While 1% does not seem like a lot, it is very large in the context of 8-9% annual returns.
In addition to saving on investment costs, the environment has never been better for individuals who are managing their own money. Transaction fees have plummeted with many firms now charging zero commissions on stock and ETF trades. Lower commissions have made it much more efficient to be an active investor than was previously the case. Additionally, markets are more efficient than ever due to the growth in the number of hedge fund and active mutual fund managers in the market. In my view, the greater level of market efficiency means that the savings of investment costs is an even more significant driver of total performance than had previously been the case. Morningstar recently put out data regarding active funds success rates. While active fund success rates differ to some degree based on the product offering, the picture is clear: on balance active managers have not outperformed their benchmarks on an after-fee basis.

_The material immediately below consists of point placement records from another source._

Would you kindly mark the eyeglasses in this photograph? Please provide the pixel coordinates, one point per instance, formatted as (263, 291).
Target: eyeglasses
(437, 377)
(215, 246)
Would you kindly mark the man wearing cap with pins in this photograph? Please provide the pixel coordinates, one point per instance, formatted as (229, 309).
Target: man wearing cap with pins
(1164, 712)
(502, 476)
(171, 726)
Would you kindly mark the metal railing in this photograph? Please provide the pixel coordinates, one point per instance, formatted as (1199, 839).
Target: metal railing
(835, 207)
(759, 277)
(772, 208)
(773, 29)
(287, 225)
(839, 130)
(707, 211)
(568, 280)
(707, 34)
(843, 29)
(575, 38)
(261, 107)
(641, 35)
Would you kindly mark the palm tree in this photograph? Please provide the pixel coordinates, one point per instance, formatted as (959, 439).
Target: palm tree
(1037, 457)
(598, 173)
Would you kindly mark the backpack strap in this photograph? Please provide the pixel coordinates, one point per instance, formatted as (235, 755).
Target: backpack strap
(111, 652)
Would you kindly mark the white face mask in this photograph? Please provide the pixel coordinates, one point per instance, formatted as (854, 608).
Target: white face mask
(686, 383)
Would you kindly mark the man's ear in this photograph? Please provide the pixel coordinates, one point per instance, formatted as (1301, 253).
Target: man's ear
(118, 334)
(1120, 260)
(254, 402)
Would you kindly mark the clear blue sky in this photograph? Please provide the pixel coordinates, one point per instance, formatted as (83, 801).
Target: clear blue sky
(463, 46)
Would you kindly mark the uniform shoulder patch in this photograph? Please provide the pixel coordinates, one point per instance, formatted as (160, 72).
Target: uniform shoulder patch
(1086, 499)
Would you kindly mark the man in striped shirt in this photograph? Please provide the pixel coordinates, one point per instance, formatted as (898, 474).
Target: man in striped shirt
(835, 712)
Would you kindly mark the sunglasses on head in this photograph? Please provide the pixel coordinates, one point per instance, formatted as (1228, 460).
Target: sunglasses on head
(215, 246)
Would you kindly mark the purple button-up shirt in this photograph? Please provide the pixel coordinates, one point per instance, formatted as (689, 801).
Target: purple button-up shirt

For example, just 9.8% of U.S. Large Blend equity funds have outperformed their benchmarks over the past 10 years.This suggests that inefficiencies in the markets are generally outweighed by high management costs in the long-run and lower fee products tended to perform better than higher fee products.
Finally, another reason why the investing landscape has shifted to favor the individual investor is the emerge of ETFs to gain exposure to opportunities that were previously only available to institutional investors. Some examples include trend following ETFs such as KFA Mount Lucas Index Strategy ETF (KMLM), volatility risk premium ETFs such as Simplify Volatility Premium ETF (SVOL), structured credit ETFs such as BlackRock AAA CLO ETF (CLOA), and capital efficient ETFs such as U.S. Efficient Core ETF (NTSX).
My belief is that investors will do very well over the long-term owning select blue chip equities compared to other investment opportunities. Blue chip companies — and how they can be used to build portfolios with different investment objectives— will be one focus area of my analysis. In future articles, I expect to discuss why blue chip stock such as Microsoft (MSFT), S&P Global (SPGI), and BlackRock (BLK) are large parts of my portfolio. I will also discuss why well known companies such as General Motors (GM) and Tesla (TSLA) are not part of my portfolio.
In addition to talking about stocks, I will also be discussing ETFs and how they can be used to build high quality portfolios. I will also discuss topics such as tax efficient investing, whether or not gold should be part of a portfolio, estate planning considerations, and many other topics.